Aetna modified CPB 0339 for home pulse oximetry and capnography, effective September 26, 2025. Here's what billing teams need to know before submitting claims under CPT 94760, 94761, 94762, and HCPCS E0445.
Aetna, a CVS Health company, updated its home pulse oximetry and capnography coverage policy under CPB 0339 in the Aetna system. The policy governs DME reimbursement for home oximeter devices (HCPCS E0445) and oxygen probes (A4606), along with the oximetry CPT codes 94760, 94761, and 94762. If your practice or DME supplier bills Aetna for home monitoring equipment in patients with chronic lung disease, cardiopulmonary disease, or neuromuscular conditions, this update applies to you.
Quick-Reference Table
| Field | Detail |
|---|---|
| Payer | Aetna, a CVS Health company |
| Policy | Pulse Oximetry and Capnography for Home Use |
| Policy Code | CPB 0339 |
| Change Type | Modified |
| Effective Date | September 26, 2025 |
| Impact Level | Medium |
| Specialties Affected | Pulmonology, Cardiology, Neurology, Pediatric Cardiology, DME Suppliers, Sleep Medicine |
| Key Action | Audit active claims for CPT 94760–94762 and HCPCS E0445 against the five covered indications and confirm diagnosis codes before submitting post-September 26 |
Aetna Home Pulse Oximetry Coverage Criteria and Medical Necessity Requirements 2025
The Aetna home pulse oximetry coverage policy requires two things to be true at the same time. First, the member must have one of three qualifying conditions: chronic lung disease, severe cardiopulmonary disease, or neuromuscular disease affecting the muscles of respiration. Second, the clinical use must fall into one of five specific indications. Meeting the diagnosis alone is not enough. This is a two-part medical necessity test, and failing either part will get your claim denied.

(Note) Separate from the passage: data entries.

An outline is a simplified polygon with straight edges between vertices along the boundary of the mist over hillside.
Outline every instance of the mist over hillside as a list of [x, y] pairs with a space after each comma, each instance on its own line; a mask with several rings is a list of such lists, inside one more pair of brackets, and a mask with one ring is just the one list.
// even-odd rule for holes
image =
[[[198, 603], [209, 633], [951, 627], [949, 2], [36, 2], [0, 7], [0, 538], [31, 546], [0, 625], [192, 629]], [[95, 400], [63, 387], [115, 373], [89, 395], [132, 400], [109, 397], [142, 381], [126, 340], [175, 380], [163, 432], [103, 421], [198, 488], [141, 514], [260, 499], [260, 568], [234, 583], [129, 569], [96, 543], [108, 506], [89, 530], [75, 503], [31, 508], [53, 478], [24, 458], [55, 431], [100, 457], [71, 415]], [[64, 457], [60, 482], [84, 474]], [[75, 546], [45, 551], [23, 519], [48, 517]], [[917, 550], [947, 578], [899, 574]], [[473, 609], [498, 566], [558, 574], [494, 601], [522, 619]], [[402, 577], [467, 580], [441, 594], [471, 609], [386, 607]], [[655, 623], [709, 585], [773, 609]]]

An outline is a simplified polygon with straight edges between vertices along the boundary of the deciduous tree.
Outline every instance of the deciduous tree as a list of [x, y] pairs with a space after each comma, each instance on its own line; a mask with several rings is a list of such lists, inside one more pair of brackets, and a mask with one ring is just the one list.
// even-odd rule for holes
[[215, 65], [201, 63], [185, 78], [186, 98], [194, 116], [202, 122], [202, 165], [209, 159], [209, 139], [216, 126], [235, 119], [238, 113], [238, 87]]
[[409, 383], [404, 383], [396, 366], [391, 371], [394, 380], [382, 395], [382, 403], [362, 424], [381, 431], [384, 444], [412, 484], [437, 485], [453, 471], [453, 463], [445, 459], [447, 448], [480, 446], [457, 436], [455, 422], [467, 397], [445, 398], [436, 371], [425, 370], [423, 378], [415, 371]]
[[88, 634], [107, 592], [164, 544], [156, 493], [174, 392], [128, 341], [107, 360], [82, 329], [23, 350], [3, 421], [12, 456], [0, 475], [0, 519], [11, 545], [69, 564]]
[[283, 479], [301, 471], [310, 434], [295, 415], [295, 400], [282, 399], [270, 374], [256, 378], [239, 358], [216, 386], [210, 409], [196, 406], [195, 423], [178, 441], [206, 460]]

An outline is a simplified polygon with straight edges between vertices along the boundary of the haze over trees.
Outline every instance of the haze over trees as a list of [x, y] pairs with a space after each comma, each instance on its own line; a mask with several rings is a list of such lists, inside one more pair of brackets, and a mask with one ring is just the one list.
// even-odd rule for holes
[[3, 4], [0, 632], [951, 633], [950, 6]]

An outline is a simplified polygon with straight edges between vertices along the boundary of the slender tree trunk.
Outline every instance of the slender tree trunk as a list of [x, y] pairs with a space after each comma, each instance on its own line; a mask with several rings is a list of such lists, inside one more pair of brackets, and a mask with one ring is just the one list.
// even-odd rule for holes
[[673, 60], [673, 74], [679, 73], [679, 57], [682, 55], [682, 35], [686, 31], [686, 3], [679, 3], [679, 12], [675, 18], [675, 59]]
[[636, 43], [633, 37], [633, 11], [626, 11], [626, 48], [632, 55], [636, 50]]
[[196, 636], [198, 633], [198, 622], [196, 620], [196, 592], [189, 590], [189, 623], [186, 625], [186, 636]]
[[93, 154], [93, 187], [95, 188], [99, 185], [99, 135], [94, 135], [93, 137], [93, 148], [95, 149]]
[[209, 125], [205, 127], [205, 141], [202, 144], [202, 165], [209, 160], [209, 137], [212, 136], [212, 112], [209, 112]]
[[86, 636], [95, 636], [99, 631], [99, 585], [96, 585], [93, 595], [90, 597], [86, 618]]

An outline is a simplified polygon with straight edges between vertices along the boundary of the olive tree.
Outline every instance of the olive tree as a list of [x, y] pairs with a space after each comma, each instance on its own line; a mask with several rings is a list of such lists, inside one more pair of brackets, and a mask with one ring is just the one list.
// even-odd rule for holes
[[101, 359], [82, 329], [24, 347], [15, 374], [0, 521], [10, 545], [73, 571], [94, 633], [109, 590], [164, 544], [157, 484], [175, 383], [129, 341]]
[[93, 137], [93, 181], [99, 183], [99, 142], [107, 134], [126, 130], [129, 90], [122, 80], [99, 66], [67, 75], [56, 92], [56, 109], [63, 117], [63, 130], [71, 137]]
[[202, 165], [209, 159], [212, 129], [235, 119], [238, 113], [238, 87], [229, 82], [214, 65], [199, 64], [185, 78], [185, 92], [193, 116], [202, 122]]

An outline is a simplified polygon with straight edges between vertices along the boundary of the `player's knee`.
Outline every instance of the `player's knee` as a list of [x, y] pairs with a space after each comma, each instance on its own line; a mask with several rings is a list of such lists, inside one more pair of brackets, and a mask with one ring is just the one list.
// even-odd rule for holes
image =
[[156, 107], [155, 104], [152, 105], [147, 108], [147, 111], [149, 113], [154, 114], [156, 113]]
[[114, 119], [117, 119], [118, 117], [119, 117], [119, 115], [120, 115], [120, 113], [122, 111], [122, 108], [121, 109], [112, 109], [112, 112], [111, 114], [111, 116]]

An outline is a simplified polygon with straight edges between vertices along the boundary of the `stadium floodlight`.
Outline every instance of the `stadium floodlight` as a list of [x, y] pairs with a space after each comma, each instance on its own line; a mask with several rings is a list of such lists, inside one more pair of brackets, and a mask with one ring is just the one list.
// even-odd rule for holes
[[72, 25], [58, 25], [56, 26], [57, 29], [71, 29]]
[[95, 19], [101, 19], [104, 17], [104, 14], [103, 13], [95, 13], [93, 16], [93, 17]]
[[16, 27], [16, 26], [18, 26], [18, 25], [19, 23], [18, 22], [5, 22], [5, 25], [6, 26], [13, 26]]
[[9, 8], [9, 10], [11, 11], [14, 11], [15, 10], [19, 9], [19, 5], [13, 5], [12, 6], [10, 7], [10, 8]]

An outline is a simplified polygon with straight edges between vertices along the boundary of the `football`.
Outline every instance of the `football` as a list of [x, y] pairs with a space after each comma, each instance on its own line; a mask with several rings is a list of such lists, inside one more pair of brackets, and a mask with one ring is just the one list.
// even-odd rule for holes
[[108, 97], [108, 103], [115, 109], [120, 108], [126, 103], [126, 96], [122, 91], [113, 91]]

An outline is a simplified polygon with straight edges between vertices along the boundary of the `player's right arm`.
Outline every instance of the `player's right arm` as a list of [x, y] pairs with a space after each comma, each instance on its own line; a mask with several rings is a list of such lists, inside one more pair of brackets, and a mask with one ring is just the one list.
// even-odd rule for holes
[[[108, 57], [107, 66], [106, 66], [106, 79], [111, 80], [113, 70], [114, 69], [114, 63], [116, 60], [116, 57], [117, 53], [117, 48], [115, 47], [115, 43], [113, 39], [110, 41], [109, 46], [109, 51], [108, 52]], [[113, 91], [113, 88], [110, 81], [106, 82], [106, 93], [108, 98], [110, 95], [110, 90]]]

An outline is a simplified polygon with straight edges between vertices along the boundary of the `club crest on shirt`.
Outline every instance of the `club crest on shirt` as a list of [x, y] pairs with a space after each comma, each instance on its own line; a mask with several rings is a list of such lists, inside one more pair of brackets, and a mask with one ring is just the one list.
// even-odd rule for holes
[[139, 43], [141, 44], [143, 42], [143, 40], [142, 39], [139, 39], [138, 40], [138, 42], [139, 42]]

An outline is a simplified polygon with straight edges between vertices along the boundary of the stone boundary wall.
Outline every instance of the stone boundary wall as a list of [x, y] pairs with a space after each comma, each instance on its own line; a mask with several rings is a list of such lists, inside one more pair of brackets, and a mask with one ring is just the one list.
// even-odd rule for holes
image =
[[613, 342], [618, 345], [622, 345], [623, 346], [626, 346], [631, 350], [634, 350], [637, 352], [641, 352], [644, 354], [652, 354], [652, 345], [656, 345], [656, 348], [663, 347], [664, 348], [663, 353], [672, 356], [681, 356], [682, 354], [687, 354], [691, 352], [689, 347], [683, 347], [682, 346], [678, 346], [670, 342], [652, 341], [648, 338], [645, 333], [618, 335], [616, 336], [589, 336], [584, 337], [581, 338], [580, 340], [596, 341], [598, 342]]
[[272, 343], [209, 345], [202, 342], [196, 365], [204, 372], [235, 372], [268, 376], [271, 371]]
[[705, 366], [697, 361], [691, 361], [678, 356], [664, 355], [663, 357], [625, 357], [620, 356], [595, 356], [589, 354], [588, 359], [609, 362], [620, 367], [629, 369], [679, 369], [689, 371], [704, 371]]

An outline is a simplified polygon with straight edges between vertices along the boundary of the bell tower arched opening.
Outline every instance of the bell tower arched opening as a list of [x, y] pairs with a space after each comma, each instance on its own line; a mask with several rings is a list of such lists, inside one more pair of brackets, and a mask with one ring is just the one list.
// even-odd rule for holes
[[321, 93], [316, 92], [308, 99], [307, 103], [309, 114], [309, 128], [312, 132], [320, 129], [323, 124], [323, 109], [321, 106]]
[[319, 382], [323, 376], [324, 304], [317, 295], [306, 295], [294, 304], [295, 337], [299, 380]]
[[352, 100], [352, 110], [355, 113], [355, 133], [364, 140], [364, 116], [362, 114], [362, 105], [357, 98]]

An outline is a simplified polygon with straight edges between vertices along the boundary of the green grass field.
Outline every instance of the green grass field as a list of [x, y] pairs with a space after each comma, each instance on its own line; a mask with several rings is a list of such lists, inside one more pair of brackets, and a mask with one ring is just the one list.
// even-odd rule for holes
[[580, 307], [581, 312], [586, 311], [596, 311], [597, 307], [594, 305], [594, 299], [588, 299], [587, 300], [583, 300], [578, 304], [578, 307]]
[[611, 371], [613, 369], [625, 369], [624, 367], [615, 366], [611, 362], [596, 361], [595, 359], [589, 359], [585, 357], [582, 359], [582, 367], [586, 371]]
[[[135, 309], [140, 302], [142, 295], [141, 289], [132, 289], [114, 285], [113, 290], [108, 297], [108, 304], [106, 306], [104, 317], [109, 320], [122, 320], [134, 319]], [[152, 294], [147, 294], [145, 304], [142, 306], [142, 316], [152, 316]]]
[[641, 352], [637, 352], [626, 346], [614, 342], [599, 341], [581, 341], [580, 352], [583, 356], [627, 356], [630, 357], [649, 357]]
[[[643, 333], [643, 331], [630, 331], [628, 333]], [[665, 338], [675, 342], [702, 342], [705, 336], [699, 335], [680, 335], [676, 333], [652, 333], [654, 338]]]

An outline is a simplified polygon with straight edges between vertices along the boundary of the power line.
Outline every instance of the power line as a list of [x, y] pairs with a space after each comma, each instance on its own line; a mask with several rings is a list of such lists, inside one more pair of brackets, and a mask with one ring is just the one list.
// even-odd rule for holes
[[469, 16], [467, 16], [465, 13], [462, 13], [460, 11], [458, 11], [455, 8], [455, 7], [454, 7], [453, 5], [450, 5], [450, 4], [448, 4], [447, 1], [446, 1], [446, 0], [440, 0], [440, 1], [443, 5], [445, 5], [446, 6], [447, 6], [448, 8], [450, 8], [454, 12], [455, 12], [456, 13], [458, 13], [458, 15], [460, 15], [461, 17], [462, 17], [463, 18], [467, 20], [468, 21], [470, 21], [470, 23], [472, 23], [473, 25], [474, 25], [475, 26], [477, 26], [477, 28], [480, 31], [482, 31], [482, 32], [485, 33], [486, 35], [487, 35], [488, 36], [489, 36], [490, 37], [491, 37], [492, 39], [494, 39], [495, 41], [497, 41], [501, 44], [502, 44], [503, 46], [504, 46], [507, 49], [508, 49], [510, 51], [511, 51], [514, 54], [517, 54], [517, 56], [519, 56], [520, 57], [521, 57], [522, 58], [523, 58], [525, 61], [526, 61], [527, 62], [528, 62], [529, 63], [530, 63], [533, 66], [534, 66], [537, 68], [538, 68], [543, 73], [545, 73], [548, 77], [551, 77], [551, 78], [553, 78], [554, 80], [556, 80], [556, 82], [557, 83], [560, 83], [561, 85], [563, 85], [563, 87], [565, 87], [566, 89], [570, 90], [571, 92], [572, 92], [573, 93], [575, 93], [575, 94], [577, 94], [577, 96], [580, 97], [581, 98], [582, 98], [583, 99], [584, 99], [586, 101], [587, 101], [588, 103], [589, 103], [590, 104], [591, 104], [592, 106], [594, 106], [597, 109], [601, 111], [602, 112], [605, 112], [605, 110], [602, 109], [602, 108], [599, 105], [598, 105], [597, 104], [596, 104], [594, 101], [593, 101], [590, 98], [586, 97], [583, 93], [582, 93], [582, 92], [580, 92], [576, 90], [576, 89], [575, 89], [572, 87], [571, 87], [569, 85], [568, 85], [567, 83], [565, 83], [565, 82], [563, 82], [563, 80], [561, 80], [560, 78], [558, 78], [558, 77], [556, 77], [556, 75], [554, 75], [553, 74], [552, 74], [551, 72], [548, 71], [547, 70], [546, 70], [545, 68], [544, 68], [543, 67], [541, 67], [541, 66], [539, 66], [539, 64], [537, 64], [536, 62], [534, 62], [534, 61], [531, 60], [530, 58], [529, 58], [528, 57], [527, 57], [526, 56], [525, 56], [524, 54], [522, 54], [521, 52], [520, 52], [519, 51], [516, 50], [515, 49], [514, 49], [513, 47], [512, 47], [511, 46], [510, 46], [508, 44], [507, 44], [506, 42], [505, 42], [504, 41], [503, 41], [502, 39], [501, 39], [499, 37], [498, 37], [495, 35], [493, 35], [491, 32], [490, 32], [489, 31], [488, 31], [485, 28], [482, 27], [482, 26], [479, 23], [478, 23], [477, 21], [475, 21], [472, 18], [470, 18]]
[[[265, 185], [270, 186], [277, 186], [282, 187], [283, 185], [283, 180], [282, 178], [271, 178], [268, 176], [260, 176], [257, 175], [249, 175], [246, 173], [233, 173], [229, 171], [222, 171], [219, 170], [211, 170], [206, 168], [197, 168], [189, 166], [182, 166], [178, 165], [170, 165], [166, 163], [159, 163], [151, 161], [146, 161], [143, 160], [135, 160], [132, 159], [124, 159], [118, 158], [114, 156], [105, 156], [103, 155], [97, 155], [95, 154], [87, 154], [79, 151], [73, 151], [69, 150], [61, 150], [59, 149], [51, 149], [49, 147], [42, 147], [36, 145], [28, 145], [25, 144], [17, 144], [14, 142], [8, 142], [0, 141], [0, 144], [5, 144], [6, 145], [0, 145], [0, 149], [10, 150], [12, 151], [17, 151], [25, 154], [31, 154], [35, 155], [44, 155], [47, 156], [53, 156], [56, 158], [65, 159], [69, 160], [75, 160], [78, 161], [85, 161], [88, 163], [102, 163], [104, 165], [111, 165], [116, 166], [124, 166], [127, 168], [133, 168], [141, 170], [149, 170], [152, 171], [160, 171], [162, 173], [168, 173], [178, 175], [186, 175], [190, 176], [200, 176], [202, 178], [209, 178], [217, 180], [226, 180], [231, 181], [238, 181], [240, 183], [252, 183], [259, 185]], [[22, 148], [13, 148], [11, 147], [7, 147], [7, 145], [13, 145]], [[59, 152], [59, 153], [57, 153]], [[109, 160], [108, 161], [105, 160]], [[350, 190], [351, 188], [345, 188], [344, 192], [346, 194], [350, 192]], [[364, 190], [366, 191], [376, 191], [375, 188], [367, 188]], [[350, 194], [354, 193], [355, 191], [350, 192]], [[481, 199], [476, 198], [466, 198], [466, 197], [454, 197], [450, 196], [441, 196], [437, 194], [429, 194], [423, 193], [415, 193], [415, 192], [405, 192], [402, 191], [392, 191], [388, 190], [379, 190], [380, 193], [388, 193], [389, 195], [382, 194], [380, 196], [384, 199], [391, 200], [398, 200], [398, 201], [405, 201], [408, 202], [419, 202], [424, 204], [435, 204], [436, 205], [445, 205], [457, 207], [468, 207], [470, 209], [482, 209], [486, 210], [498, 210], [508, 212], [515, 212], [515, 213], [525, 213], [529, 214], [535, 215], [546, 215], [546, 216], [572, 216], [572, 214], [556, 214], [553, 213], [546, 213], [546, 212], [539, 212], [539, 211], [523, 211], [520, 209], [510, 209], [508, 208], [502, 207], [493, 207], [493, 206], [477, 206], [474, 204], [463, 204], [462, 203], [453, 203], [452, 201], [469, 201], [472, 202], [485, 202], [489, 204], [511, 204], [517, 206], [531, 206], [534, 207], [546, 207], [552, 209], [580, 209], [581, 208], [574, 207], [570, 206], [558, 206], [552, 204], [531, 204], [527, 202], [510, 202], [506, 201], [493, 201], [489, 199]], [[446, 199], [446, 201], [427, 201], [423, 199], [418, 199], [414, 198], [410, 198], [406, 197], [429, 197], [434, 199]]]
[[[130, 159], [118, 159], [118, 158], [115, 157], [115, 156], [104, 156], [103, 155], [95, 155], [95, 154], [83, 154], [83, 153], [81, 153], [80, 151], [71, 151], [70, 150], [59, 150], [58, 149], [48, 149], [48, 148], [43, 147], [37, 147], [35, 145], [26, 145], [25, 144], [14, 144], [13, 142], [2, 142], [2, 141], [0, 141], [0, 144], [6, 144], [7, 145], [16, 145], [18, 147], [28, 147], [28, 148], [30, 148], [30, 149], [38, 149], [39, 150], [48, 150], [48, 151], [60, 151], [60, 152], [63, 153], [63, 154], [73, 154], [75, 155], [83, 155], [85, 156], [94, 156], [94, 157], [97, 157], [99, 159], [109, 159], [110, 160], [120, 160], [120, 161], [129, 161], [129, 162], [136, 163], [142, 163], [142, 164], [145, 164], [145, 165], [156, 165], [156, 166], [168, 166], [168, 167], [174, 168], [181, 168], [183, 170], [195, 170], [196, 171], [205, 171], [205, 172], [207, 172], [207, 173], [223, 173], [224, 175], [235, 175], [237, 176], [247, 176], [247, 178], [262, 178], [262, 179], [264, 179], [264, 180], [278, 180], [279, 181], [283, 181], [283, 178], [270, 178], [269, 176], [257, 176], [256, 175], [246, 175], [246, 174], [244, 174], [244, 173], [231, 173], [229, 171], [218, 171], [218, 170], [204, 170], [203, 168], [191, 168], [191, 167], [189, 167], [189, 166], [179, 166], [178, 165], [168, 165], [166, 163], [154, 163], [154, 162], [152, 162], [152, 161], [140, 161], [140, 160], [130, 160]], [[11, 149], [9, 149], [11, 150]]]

The five covered indications under CPB 0339 are:
| # | Covered Indication |
|---|---|
| 1 | Oxygen titration — determining appropriate home oxygen liter flow for ambulation, exercise, or sleep |
| 2 | Ventilator monitoring — monitoring individuals on a ventilator at home |
| 3 | Short-term adjustment monitoring — one month of monitoring when a change in physical condition requires a physician-directed liter flow adjustment |
| 4 | Oxygen weaning — monitoring while weaning a patient from home oxygen |
| 5 | Interstage cardiac monitoring — children undergoing the Norwood procedure for hypoplastic left heart syndrome (ICD-10 Q23.4) |
The short-term monitoring indication is worth flagging for your billing team. Aetna explicitly limits this to one month. If documentation doesn't reflect a physician-directed liter flow adjustment during that period, you're outside the covered indication. Claim denial is the predictable outcome.
Aetna does leave a door open for cases outside these five indications. The policy states that home pulse oximetry for other indications "may be considered medically necessary upon medical review." That's not a green light — it's a prior authorization signal. If you're billing CPT 94760, 94761, or 94762 for a reason not on this list, get prior auth before the claim goes out.
For patients already receiving long-term home oxygen, the reimbursement question for pulse oximetry overlaps with CPB 0002 (Oxygen). Don't treat these policies as isolated. If you bill CPT 94762 for overnight continuous monitoring alongside oxygen DME codes, you need both policies in front of you.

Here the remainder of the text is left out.